How Do You Find Out What Fees Your 401(k) Charges?
Most 401(k) statements show a balance and a rate of return, but the fees quietly working against that return are usually tucked into documents that never land directly in an inbox unless someone knows to ask for them. Tracking them down takes a bit of digging across a few different sources, but none of it requires special expertise, just knowing where to look.
The short answer
401(k) fees are typically documented in three places: an annual fee disclosure notice sent to all participants, the individual fund fact sheets or prospectuses for each investment option, and the quarterly account statement, which often itemizes specific dollar amounts deducted. Reviewing all three together gives a fuller picture than any single document alone.

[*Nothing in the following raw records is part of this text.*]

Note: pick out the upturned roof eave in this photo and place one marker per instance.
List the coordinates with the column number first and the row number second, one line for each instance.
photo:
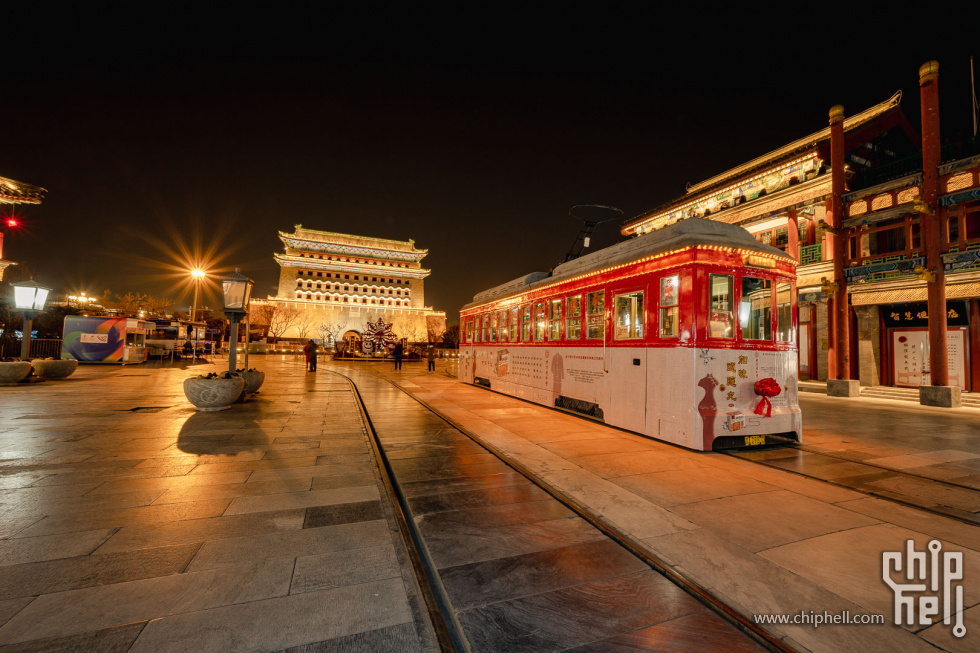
column 770, row 158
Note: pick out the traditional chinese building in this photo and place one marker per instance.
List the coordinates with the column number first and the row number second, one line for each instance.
column 16, row 192
column 785, row 198
column 342, row 282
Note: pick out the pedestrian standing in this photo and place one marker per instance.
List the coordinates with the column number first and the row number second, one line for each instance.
column 313, row 347
column 399, row 351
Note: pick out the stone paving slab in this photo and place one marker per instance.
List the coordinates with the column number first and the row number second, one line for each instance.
column 260, row 528
column 763, row 540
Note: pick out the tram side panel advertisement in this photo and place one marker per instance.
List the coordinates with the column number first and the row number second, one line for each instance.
column 728, row 404
column 540, row 374
column 690, row 396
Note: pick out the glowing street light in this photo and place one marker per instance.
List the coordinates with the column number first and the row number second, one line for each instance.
column 198, row 276
column 237, row 294
column 29, row 298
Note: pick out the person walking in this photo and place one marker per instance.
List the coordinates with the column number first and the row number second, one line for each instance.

Start with the fee disclosure notice
Plan administrators are required to send participants an annual fee disclosure notice that breaks down administrative costs, such as recordkeeping fees, separately from the expense ratios tied to each investment option. This document is often the clearest single source for understanding the plan-level costs that apply regardless of which funds are chosen, as opposed to costs that vary fund by fund.
Check individual fund expense ratios
Each investment option inside a 401(k) carries its own expense ratio, expressed as a percentage of assets invested in that fund per year. These figures are listed in the fund’s fact sheet, usually accessible through the plan’s website or participant portal, and they can vary substantially between funds even within the same plan — a broad index fund and an actively managed fund sitting side by side in the same lineup can carry very different costs.

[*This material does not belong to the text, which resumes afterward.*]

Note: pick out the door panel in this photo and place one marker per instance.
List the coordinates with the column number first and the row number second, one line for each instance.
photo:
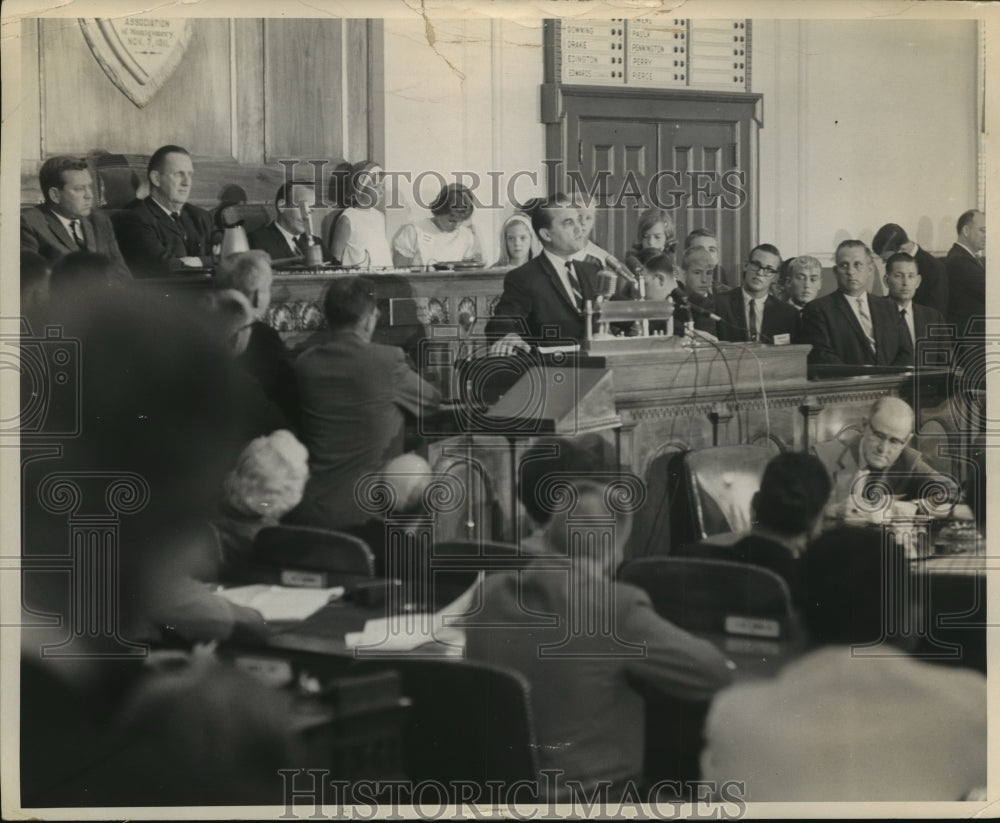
column 617, row 148
column 693, row 149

Read the quarterly statement closely
Quarterly statements often include a specific dollar figure showing what was actually deducted from the account for administrative fees during that period, which turns a percentage into a concrete number tied to an actual balance. Comparing that figure across a few statements can reveal whether fees are charged as a flat amount or scale with the account balance, which matters for understanding how per-participant and asset-based fees differ. If the dollar amount shown changes noticeably from one quarter to the next without a corresponding change in the account balance, that’s often a sign the fee is calculated some other way, such as an annual charge applied in a single quarter rather than spread evenly across the year.
Questions worth asking HR or the plan administrator directly
- Who is the recordkeeper, and what do they charge? This clarifies whether administrative costs are a flat per-person fee, a percentage of assets, or a mix.

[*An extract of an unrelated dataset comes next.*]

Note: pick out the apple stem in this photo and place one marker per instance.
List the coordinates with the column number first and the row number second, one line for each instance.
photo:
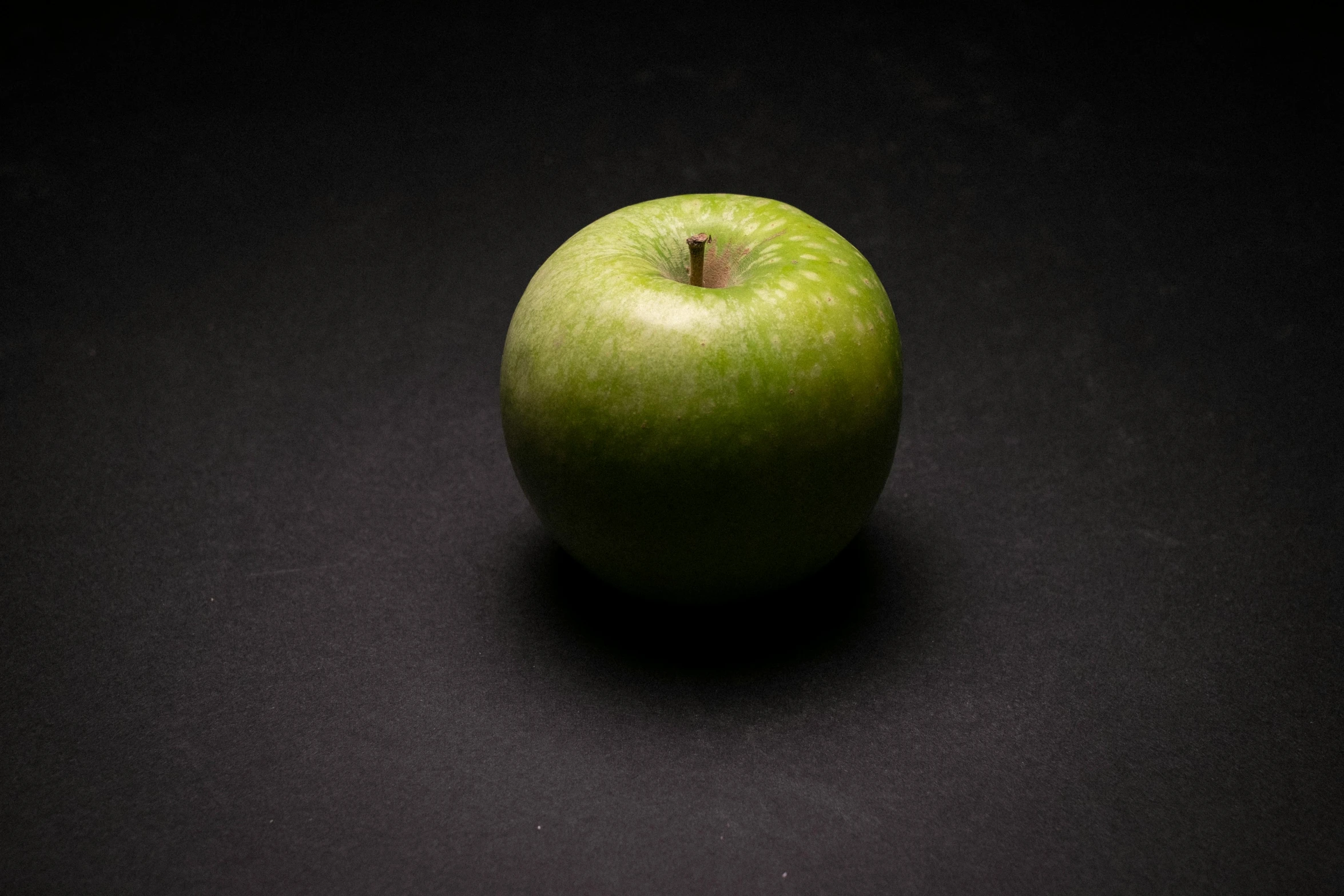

- Does the employer cover any of these costs? Some employers subsidize part or all of recordkeeping fees, which wouldn’t necessarily be obvious from a statement alone.
- Is there a revenue-sharing arrangement in place? Some fund fees are partly redirected to cover plan administration, which can affect how costs compare across funds even when their headline expense ratios look similar.
What to weigh
Fees matter because they compound over decades right alongside investment returns, but the goal of tracking them down isn’t to chase the absolute lowest number in isolation — a plan with slightly higher fees but stronger investment options and employer support can still be worthwhile. The point of finding this information is simply to know what’s actually being paid, so any comparison to alternatives is based on real numbers rather than a guess.